Koronet Pizza Brings Its Giant Slices to Washington Heights
WASHINGTON HEIGHTS — Koronet Pizza is bringing its massive pizza slices farther uptown.
The Morningside Heights-based pizzeria beloved by Columbia University students and neighbors for its gigantic, $2.50 slices has taken its act up north, opening a second location in Washington Heights.
New York Koronet pizza, located at 4087 Broadway, opened its doors to customers on Nov. 2, treating uptowners to the 32-inch pizzas that made it a hit with its original location.
Owner Cleon Minakas said that the restaurant opened with a bang, handing out free slices to customers on its first day and creating a line that stretched down Broadway and around 172nd street.
"We had to stop by 8:30 p.m. because we were running out of materials," Minakas said.
Koronet has been slinging slices to Columbia University students at Broadway and 110th street since 1981, but the combination of lower uptown rents and close proximity to Columbia University Medical Center made Washington Heights an attractive location when the family-owned restaurant decided to expand.

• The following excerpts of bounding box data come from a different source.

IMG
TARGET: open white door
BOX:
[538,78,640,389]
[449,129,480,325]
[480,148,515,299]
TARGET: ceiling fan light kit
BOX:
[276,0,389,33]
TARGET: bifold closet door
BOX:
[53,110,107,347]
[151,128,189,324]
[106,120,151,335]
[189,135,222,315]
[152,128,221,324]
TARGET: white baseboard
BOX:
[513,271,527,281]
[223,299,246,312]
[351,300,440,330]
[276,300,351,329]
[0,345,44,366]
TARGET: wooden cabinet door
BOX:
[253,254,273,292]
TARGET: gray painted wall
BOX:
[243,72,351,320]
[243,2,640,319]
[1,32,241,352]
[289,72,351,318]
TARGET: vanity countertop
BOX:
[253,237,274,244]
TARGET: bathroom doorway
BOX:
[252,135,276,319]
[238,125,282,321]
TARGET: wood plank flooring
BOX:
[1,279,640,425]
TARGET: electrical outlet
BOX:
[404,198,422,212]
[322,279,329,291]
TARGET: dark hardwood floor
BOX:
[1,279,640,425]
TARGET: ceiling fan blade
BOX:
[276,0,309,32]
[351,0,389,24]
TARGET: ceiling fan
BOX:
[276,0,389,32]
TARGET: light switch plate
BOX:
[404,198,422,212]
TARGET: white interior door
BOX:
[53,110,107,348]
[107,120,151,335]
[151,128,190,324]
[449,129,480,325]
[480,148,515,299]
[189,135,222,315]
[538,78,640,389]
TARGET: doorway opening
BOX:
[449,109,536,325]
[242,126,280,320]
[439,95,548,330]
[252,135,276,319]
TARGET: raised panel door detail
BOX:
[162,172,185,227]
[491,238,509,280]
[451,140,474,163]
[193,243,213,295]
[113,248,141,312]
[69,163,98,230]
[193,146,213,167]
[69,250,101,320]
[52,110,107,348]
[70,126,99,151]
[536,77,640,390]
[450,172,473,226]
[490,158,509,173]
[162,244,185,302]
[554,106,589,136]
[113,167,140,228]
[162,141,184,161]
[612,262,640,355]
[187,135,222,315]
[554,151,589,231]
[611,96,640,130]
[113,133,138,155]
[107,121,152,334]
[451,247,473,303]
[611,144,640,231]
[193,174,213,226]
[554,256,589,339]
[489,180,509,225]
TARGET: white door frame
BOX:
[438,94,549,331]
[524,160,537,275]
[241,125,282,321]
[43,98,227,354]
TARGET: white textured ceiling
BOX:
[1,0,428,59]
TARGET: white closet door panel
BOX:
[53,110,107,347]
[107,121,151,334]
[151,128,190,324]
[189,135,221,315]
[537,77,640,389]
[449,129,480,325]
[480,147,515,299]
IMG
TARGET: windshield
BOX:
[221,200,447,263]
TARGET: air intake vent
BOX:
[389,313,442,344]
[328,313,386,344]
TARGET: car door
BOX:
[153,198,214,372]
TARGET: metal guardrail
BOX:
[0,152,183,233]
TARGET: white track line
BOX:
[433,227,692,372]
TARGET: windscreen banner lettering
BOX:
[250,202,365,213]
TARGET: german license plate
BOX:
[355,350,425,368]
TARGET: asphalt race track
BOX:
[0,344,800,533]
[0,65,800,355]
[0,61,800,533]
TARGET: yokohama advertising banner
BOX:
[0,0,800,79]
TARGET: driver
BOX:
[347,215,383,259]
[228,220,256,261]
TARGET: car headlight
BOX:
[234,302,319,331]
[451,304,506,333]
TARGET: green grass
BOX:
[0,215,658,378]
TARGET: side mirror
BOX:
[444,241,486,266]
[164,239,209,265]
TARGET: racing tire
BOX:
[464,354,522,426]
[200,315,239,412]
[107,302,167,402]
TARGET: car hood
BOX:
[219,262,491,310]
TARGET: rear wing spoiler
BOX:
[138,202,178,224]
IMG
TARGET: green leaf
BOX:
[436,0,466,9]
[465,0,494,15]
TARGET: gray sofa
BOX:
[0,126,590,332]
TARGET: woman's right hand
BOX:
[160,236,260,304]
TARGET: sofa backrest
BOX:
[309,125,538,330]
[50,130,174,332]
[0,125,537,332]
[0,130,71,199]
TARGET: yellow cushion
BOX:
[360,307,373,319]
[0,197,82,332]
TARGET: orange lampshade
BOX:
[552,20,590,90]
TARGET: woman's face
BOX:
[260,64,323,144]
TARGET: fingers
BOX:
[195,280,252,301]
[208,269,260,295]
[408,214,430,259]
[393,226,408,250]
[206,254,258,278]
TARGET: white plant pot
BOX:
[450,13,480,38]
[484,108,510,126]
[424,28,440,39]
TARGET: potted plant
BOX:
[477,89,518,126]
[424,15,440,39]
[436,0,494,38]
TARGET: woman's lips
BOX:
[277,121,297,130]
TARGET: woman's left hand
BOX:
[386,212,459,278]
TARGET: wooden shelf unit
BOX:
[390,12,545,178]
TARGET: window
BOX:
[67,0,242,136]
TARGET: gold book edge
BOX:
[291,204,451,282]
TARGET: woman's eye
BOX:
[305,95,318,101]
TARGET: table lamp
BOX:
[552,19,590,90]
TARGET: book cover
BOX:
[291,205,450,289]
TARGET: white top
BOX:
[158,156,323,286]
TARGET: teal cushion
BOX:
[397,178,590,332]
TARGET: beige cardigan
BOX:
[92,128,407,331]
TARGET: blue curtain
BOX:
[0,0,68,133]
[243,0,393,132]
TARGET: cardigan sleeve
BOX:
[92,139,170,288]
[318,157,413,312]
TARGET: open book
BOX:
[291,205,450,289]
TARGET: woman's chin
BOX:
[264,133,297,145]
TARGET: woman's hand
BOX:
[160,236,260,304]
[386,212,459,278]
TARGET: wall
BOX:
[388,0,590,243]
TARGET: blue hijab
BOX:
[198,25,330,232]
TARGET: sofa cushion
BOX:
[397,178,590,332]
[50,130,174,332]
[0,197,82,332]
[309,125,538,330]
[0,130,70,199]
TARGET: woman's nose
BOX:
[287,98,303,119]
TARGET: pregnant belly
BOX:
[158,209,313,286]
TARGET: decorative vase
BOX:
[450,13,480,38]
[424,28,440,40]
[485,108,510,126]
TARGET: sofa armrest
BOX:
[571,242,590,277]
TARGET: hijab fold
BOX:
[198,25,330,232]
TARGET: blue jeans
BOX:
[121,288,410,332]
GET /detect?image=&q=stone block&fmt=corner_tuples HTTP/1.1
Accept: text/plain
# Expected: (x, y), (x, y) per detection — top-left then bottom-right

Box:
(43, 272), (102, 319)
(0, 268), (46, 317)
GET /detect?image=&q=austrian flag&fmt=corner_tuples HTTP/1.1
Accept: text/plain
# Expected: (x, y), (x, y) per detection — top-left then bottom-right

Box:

"After 31 years we thought it might be a good idea to open another one," said Minakas, who lives in Astoria.
So far Minakas said that business has been "okay," but he added that new customers are still wowed by the jumbo slices, which are almost as large as the trays they're served on.
"People see it and they say, 'Oh my God, it's so big; can I take a picture of it?'" Minakas said.
While converting stragglers to customers has been slow, the restaurant has had big appeal to Columbia Medical Center students, many of whom remembered the giant slices from their undergraduate days.
One such student, Adam De Fazio, was thrilled when he stumbled upon the new location.
"The limited pizza options up here are not very good," De Fazio said as he ordered a slice with a friend, Michelle Castro.
Minakas said the family would eventually like to open additional locations around the city. They plan to use the Washington Heights store as a litmus test.
"Let's just see how business goes here first," Minakas said.